Red Hat management decided long ago not to run the certification exams in the Internet Browsers (like many other companies did), but to use a customized Fedora Live USB system, probably in an effort to protect the Exam"s integrity.

Of course, this decision also brings challenges. You hardly find a Linux distribution booting on any computer ever made worldwide. If you do, let me know about it.

Buying a new computer for the exam is the worst thing you can do unless you consult with the vendor about its compatibility with Fedora 33 the exam ISO is based on and unless you test it before you buy. As you might know, every computer hardware needs drivers and modules. Unlike RedHat, the producers do not publish their computer specifications and architecture details in advance. RedHat is buying those new computers in order to test their compatibility. But anyone can join the RH community and participate in creating the drivers to make it compatible. Did you participate?

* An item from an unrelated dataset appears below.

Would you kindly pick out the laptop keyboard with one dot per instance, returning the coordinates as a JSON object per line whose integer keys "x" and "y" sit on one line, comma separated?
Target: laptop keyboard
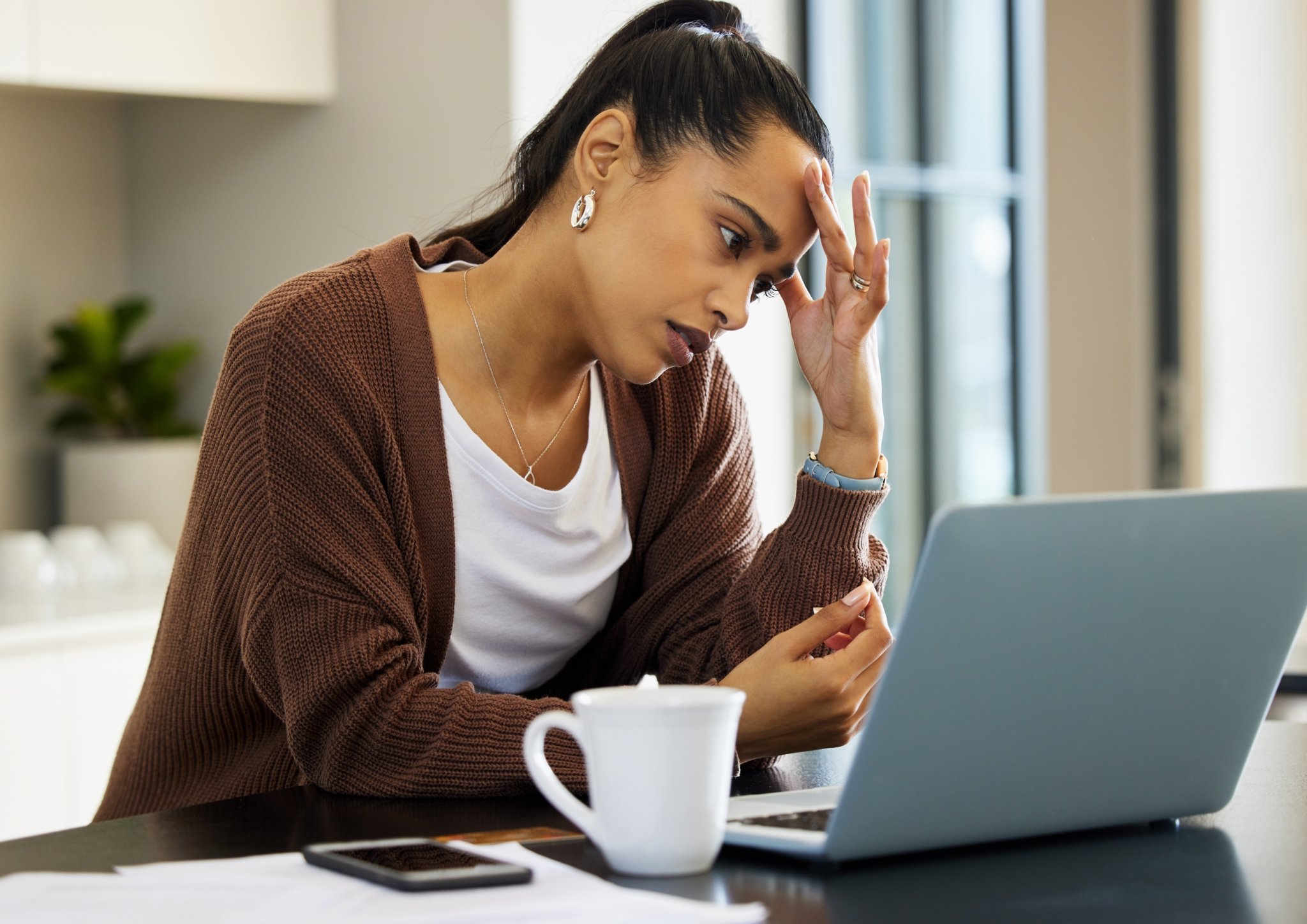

Some marginal hardware configurations, gaming computers, new technologies, or models are usually not supported or not supported fully. It is generally known building drivers and integrating them into any Linux distro may take up to 3 years. What is the chance the new Microsoft laptop/tablet with its outstanding features will be supported by several years old version of exam Fedora?

I do not think RH engineers are failing. Thousands of users were able to take the exam, many are taking the exam every day. They had or found a compatible computer to use. And those who did not can still take the exam from the classroom.

Because it is quite understandable, the exam system cannot run on everything, unfortunately.